Um marco histórico aos energéticos de SP

07 julho 13:42 2009

Sinergia CUT assina Convenção Coletiva com o Simpi-SP. Inicitativa, que faz frente à realidade moderna, beneficiará cerca de 15 mil trabalhadores em mais de cinco mil empresas do setor energético


O Sinergia CUT assinou, na manhã desta terça-feira (07), a primeira e histórica Convenção Coletiva com o Simpi-SP (Sindicato da Micro e Pequena Indústria do Estado de SP), dando início a uma longa jornada de muito trabalho em busca de avanços e preservação de direitos dos energéticos paulistas.
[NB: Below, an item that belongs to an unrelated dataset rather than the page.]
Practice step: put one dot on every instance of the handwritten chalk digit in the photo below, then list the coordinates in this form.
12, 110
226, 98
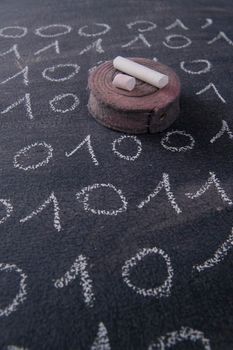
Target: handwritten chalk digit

‘Estamos iniciando hoje um grande projeto com o Simpi, com o objetivo de organizar e unir ainda mais os trabalhadores energéticos em toda a base e firmar acordos que tragam mais benefícios e renovem os direitos da categoria’, afirmou Gentil Teixeira de Freitas, presidente do Sindicato dos Eletricitários de Campinas (Stieec).


O presidente do Simpi, Joseph Couri, concorda: ‘Temos muito trabalho pela frente. Essa união de forças é para valer, não ficará no papel’, afirmou, lembrando que recentemente, Simpi e CUT uniram forças para fortalecer o mercado interno. ‘No auge da crise econômica, em fevereiro deste ano, o Simpi-SP, Assimpi (Associação Nacional dos Sindicatos da Micro e Pequena Indústria) e CUT firmaram um acordo para preservar emprego e renda dos trabalhadores de setores estratégicos para a economia’, disse.


Carta às empresas
Além da Convenção Coletiva, Sinergia CUT e Simpi-SP elaboraram e assinaram juntos uma carta a ser encaminhada a todas as empresas envolvidas apresentando as duas entidades e explicando o objetivo desse novo projeto.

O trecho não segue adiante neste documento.